When Leadership Training Fails! What should we do about it?
Corporations are the victims of a global training robbery, in 2015 the US companies have spent over $160bn on training with no sufficient ROI, as employees revert back to old practices.
What Goes Wrong ?
The idea that organizational systems—which define roles, responsibilities, and relationships— have a strong impact on individuals’ mindsets and behavior is supported by a number of studies.
Studies show that organizations need “fertile soil” in place before the “seeds” of training interventions can grow. When the researchers looked at a corporate training program aimed at improving problem solving and communication between managers and subordinates, they discovered that success varied across the company.
Improvements were greater in units that had already developed a “psychologically safe” climate in which subordinates felt free to speak up.
From all these streams of research we’ve learned that education and training gain the most traction within highly visible organizational change and development efforts championed by senior leaders. That’s because such efforts motivate people to learn and change; create the conditions for them to apply what they’ve studied; foster immediate improvements in individual and organizational effectiveness; and put in place systems that help sustain the learning
The problem
Six common barriers prevent trainees from applying what they have learned regardless of how motivated they are.
- Unclear direction on strategy and values, which often leads to conflicting priorities;
- Senior executives who don’t work as a team and haven’t committed to a new direction or acknowledged necessary changes in their own behavior;
- A top-down or laissez-faire style by the leader, which prevents honest conversation about problems;
- A lack of coordination across businesses, functions, or regions due to poor organizational design;
- Inadequate leadership time and attention given to talent issues; and
- Employees’ fear of telling the senior team about obstacles to the organization’s effectiveness.
Six steps to override the barrier to change
Step One :
The senior team clearly defines values and and inspiring strategic direction.
Step Two
After gathering candid, anonymous observations and insights from managers and employees, the team diagnoses barriers to strategy execution and learning. It then redesigns the organization’s roles, responsibilities, and relationships to overcome those barriers and motivate change.
Step Three:
Day-to-day coaching and process consultation help people become more effective in that new design.
Step Four:
The organization adds training where needed.
Step Five:
Success in changing behavior is gauged using new metrics for individual and organizational performance.
Step Six
Systems for selecting, evaluating, developing, and promoting talent are adjusted to reflect and sustain the changes in organizational behavior.
Developing the Organization Unit by Unit
Part of creating a favorable context for learning is making sure that every area of the business provides fertile ground. Soil conditions will inevitably vary within an organization, because each region, function, and operating group has its own needs and challenges.
Usually, education programs are not wrong in substance but failed to align with their local priorities and stage of business and organizational development. In other words, trainees groups were not ready for the training they got.
So companies should invest in capability development unit by unit. The corporate-level unit links everyone at the top—the CEO, her senior team, and key business unit, regional, and functional leaders and their key people.
Individual units must consider their needs and capabilities in the context of their own strategy and goals.
Each unit’s leadership team should periodically go through the six steps we’ve described to discover the silent killers that undermine real change, and each team should have a hand in setting its own change agenda (within the context of corporate strategy and values).

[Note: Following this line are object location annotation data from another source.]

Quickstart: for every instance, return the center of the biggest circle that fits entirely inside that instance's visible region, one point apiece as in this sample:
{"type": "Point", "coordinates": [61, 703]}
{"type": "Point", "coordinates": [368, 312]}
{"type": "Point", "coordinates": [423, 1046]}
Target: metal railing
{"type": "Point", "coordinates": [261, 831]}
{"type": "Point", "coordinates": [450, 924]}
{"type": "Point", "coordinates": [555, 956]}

Those who follow this approach will avoid the low return on investment that results from top-down programs. Common capability-development needs that emerge from unit-by-unit change can, of course, be addressed through a company wide program.
A New Capability Development Strategy
Even in companies with strong leaders and healthy cultures, discrete units require distinctive roles, responsibilities, and relationships—and distinctive capabilities to function in them. Moreover, each unit is probably at a different stage in its development.
So CEOs and their HR chiefs must be sensitive to local variables when defining an integrated change agenda—one that simultaneously addresses performance improvement and capability development. To do that, they should answer the following questions, first at the top and then in each major unit:
- Is the leadership team aligned around a clear, inspiring strategy and set of values?
- Has the team collected unvarnished employee feedback about barriers to effectiveness and performance—including senior managers’ own behavior?
- Has the team redesigned its organization, management systems, and practices to address the problems revealed by that diagnosis?
- Is HR offering consulting and coaching to help employees learn on the job so that they can practice the new attitudes and behaviors required of them?
- Do corporate training programs properly support the change agenda, and will each unit’s leadership and culture provide fertile ground for it?
If your answer to any of those questions is no, your company is probably (with the best of intentions) over-investing in training and education and failing to put talent development in its proper strategic change context.